Underground, industrial funicular in Glarus, Switzerland

The Standseilbahn Linth-Limmern is a funicular railway at the Linth-Limmern pumped storage plant in the Canton of Glarus in Switzerland. Built in 2013 for a transport capacity of 215 tonne, the funicular moved the four transformers of the hydroelectric plant from Tierfehd at an elevation of 816 m to the machinery cavern of the Limmern plant at 1697 m. This made it the highest-capacity funicular. The 3778 m line, passing through a tunnel, has an elevation difference of 882 m and an incline of 24 per cent. The single track has a passing loop for the descending car.

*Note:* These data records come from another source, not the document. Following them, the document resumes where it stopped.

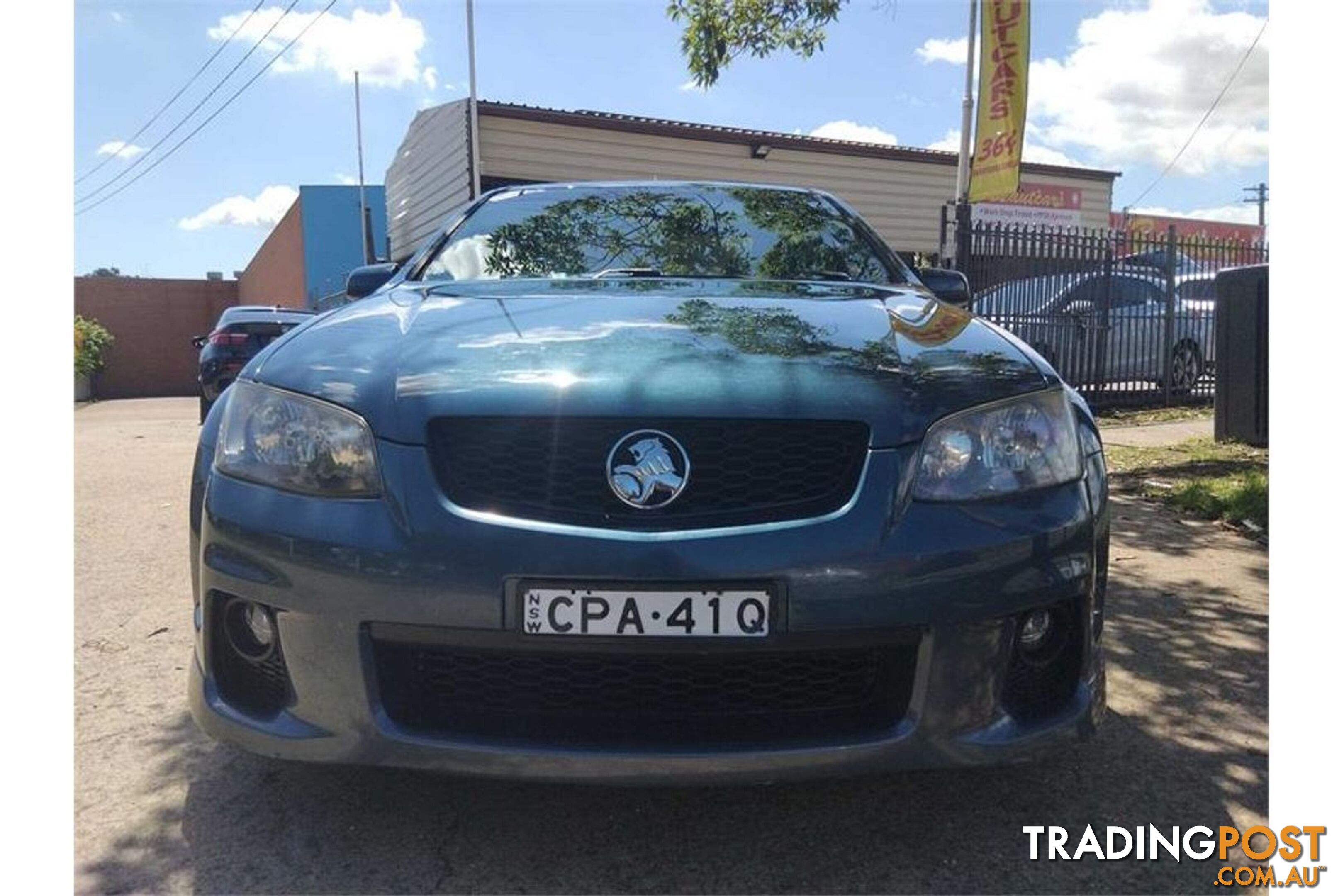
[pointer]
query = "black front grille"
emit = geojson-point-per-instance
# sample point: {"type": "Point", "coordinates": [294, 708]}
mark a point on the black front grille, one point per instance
{"type": "Point", "coordinates": [728, 698]}
{"type": "Point", "coordinates": [743, 471]}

Since the completion of the plant's expansion, the funicular is used by the staff of and visitors to the hydroelectric plant. It is owned by Kraftwerke Linth-Limmern AG (KLL), a joint venture of Axpo (85%) and the Canton of Glarus (15%).

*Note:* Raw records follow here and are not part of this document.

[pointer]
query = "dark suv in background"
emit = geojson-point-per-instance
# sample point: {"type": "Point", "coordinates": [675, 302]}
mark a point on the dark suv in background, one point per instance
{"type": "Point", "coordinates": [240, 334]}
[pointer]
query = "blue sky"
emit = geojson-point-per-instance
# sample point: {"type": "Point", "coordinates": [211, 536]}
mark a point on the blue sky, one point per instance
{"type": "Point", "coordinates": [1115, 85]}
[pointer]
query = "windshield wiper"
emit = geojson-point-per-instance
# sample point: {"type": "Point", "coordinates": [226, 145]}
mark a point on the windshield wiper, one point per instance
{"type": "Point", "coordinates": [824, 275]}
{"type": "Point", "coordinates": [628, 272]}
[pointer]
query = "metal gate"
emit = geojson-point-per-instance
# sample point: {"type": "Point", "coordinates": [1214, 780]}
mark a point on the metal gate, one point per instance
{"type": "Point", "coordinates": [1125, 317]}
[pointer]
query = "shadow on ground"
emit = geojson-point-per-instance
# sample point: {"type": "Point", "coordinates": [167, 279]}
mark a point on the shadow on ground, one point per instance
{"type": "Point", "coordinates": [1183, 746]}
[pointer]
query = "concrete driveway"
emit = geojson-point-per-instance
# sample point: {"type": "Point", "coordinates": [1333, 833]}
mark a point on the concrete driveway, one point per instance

The lower station is accessed through a short tunnel from Tierfehd, near the aerial cableways to Kalktrittli and Baumgartenalp: .

The upper station is in the machinery cavern near the dam of Limmernsee; . In proximity, another underground funicular leads from Kavernenzentrale Muttsee at 1870 m to Muttenkopf at 2393 m, near Muttsee.

The funicular was built by Garaventa. A tunnel boring machine (TBM) with a diameter of 8 m was used to excavate the tunnel.